Sulla violenza del 31 dicembre a Milano ci sono alcune parole che, i politici e la stampa di sinistra, proprio non riescono a pronunciare. Si può giocare con i termini, mescolarli in uno shaker con tutti gli ingredienti più edulcoranti della dispensa del politicamente corretto, ma non si può evadere dalla realtà. Tutti i 18 segnalati sono italiani di seconda generazione di origine maghrebina o stranieri, anche se qualcuno non vorrebbe dirlo. Non è una notizia capziosa, ma è dovere di cronaca. Anche se a qualcuno fa comodo evitare di mettere in discussione la politica delle porte aperte indiscriminatamente, il mito dell'accoglienza a tutti i costi e - soprattutto - i limiti di una certa integrazione. La stragrande maggioranza di immigrati e italiani di seconda e terza generazione è perfettamente inserita nel tessuto cittadino, epperò non si può tacere che una piccola minoranza imperversi sotto la Madonnina.
La Milano di Sala non è solo la città delle sfilate, dei grattacieli che sfidano le leggi della fisica, delle piste ciclabili infinite e ai limiti dell'acrobatico, del design più à la page, dell'inclusivitá da ostentare e delle fermate della metro arcobaleno. È anche la metropoli dove, nel pieno centro - in quella zona 1 da sempre appannaggio del Pd e della sinistra radical chic -, si rischia di essere molestati o rapinati. E hai voglia di svettare nelle classifiche delle città più «fighette» d'Europa se poi hai paura a mandare tua figlia a festeggiare l'ultimo dell'anno in piazza. Questa è disintegrazione, non integrazione.

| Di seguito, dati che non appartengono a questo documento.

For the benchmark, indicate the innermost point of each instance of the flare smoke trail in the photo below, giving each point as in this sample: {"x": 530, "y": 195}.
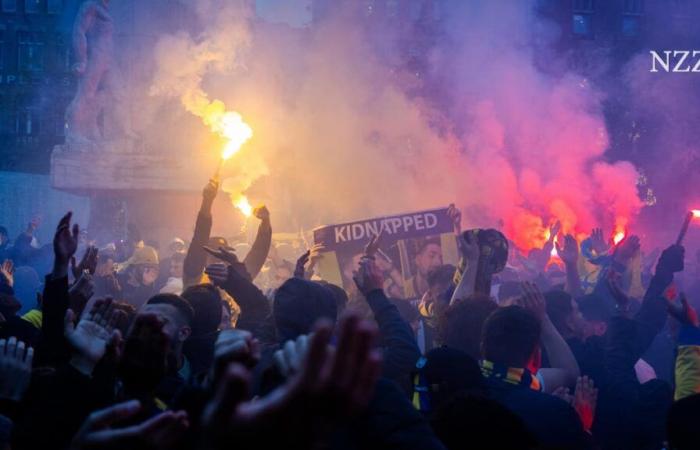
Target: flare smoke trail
{"x": 342, "y": 131}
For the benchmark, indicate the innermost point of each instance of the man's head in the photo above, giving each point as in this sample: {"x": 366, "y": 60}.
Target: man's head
{"x": 428, "y": 256}
{"x": 462, "y": 323}
{"x": 439, "y": 280}
{"x": 282, "y": 273}
{"x": 511, "y": 337}
{"x": 176, "y": 314}
{"x": 565, "y": 315}
{"x": 206, "y": 302}
{"x": 144, "y": 265}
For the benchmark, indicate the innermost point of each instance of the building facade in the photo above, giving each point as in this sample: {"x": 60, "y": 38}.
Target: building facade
{"x": 36, "y": 83}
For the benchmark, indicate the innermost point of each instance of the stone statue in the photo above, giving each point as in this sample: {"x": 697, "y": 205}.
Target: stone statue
{"x": 93, "y": 49}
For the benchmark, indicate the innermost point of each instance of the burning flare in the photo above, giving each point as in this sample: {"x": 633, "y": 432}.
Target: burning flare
{"x": 243, "y": 205}
{"x": 229, "y": 125}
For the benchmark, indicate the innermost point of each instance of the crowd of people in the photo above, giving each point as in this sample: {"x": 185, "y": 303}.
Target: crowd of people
{"x": 581, "y": 344}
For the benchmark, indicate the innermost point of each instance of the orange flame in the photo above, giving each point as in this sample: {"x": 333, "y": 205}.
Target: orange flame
{"x": 227, "y": 124}
{"x": 241, "y": 202}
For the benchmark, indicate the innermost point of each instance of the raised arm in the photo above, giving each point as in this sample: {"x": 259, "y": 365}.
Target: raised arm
{"x": 469, "y": 249}
{"x": 53, "y": 348}
{"x": 564, "y": 370}
{"x": 568, "y": 252}
{"x": 257, "y": 255}
{"x": 400, "y": 349}
{"x": 196, "y": 257}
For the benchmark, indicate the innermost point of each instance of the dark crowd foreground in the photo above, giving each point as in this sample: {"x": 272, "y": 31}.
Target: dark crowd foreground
{"x": 582, "y": 344}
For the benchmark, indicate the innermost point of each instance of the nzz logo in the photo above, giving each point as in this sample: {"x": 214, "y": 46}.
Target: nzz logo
{"x": 676, "y": 61}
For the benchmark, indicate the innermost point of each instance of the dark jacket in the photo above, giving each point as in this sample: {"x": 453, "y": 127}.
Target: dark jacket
{"x": 554, "y": 423}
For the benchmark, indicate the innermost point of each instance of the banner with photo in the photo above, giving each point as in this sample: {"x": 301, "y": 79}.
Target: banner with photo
{"x": 412, "y": 245}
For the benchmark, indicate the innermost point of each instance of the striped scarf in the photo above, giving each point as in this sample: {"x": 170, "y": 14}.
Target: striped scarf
{"x": 511, "y": 375}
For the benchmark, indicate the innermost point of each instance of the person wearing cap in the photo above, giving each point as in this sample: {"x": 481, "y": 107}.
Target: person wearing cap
{"x": 137, "y": 276}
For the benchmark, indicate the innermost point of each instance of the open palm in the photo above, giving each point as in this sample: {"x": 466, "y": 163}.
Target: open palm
{"x": 94, "y": 330}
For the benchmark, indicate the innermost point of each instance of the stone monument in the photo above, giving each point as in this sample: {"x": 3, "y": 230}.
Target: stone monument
{"x": 125, "y": 180}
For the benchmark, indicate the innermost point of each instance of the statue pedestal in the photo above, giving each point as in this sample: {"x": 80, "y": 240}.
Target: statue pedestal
{"x": 121, "y": 166}
{"x": 128, "y": 183}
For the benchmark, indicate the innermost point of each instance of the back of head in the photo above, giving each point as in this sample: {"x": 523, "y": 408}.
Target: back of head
{"x": 510, "y": 336}
{"x": 682, "y": 424}
{"x": 206, "y": 303}
{"x": 448, "y": 371}
{"x": 341, "y": 297}
{"x": 441, "y": 275}
{"x": 461, "y": 324}
{"x": 183, "y": 307}
{"x": 474, "y": 421}
{"x": 298, "y": 304}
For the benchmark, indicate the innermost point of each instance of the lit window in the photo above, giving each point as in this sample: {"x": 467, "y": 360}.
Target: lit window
{"x": 54, "y": 6}
{"x": 392, "y": 8}
{"x": 32, "y": 6}
{"x": 27, "y": 122}
{"x": 9, "y": 5}
{"x": 30, "y": 52}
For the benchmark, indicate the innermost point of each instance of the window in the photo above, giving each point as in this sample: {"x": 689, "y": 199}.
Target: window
{"x": 54, "y": 6}
{"x": 32, "y": 6}
{"x": 9, "y": 5}
{"x": 30, "y": 52}
{"x": 27, "y": 121}
{"x": 632, "y": 17}
{"x": 392, "y": 8}
{"x": 582, "y": 25}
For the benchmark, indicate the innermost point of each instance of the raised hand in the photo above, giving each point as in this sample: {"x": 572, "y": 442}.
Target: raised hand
{"x": 626, "y": 249}
{"x": 81, "y": 292}
{"x": 330, "y": 386}
{"x": 622, "y": 301}
{"x": 598, "y": 242}
{"x": 300, "y": 267}
{"x": 218, "y": 274}
{"x": 585, "y": 400}
{"x": 683, "y": 312}
{"x": 368, "y": 277}
{"x": 455, "y": 216}
{"x": 65, "y": 244}
{"x": 261, "y": 212}
{"x": 672, "y": 259}
{"x": 7, "y": 272}
{"x": 554, "y": 230}
{"x": 15, "y": 368}
{"x": 568, "y": 252}
{"x": 533, "y": 300}
{"x": 88, "y": 263}
{"x": 162, "y": 431}
{"x": 94, "y": 332}
{"x": 209, "y": 192}
{"x": 225, "y": 254}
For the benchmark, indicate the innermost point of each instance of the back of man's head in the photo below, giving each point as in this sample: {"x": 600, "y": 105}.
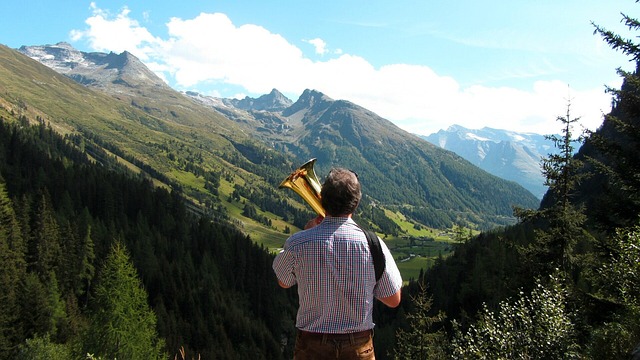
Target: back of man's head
{"x": 340, "y": 194}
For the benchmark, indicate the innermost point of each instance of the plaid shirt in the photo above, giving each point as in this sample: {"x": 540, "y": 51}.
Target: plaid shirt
{"x": 333, "y": 268}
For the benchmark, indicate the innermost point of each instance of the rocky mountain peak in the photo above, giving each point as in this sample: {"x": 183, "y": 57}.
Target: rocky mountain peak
{"x": 107, "y": 71}
{"x": 310, "y": 100}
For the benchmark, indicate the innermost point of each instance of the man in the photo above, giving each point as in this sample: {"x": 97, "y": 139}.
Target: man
{"x": 332, "y": 265}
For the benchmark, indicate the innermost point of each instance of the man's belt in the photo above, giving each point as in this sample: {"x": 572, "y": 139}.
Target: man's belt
{"x": 349, "y": 336}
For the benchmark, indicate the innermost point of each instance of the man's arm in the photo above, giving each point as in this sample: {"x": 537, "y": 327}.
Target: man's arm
{"x": 393, "y": 300}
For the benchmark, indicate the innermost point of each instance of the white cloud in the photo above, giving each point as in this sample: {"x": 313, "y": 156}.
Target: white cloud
{"x": 210, "y": 49}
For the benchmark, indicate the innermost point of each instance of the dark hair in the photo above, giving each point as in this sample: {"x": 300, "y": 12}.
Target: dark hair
{"x": 340, "y": 194}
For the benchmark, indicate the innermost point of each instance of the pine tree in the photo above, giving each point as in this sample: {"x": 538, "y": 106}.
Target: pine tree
{"x": 618, "y": 140}
{"x": 45, "y": 237}
{"x": 12, "y": 271}
{"x": 123, "y": 326}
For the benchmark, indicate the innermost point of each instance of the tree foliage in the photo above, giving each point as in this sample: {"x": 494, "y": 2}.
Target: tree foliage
{"x": 122, "y": 324}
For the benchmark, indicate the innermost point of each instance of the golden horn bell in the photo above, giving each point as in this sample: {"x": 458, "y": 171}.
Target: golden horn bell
{"x": 306, "y": 184}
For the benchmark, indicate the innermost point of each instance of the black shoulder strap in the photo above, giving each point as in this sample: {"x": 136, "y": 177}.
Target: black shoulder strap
{"x": 376, "y": 252}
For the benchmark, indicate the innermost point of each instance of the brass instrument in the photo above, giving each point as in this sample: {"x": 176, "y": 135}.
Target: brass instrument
{"x": 306, "y": 184}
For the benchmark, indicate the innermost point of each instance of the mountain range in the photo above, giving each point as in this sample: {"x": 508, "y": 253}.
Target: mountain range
{"x": 217, "y": 151}
{"x": 510, "y": 155}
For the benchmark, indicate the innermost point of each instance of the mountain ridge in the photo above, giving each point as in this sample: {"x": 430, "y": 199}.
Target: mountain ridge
{"x": 510, "y": 155}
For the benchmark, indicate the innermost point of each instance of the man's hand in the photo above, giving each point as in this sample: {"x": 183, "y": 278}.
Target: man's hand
{"x": 314, "y": 222}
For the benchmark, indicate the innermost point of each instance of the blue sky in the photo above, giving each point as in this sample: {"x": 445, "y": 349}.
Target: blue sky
{"x": 424, "y": 65}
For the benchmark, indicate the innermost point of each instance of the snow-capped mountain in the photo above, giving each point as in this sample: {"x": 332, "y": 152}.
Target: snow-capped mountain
{"x": 507, "y": 154}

Il tema dell'inserimento degli extracomunitari nella nostra società (specialmente di chi ha una visione della donna diametralmente opposta a quella occidentale) non si può più eludere, non si può più
declassare a slogan buonista. Né si può, come fa qualche pseudo intellettuale, ridurre tutto alla solita violenza ferina del maschio.Qualcosa nel dorato mondo del modello Milano (e non solo) non ha funzionato, possiamo dirlo?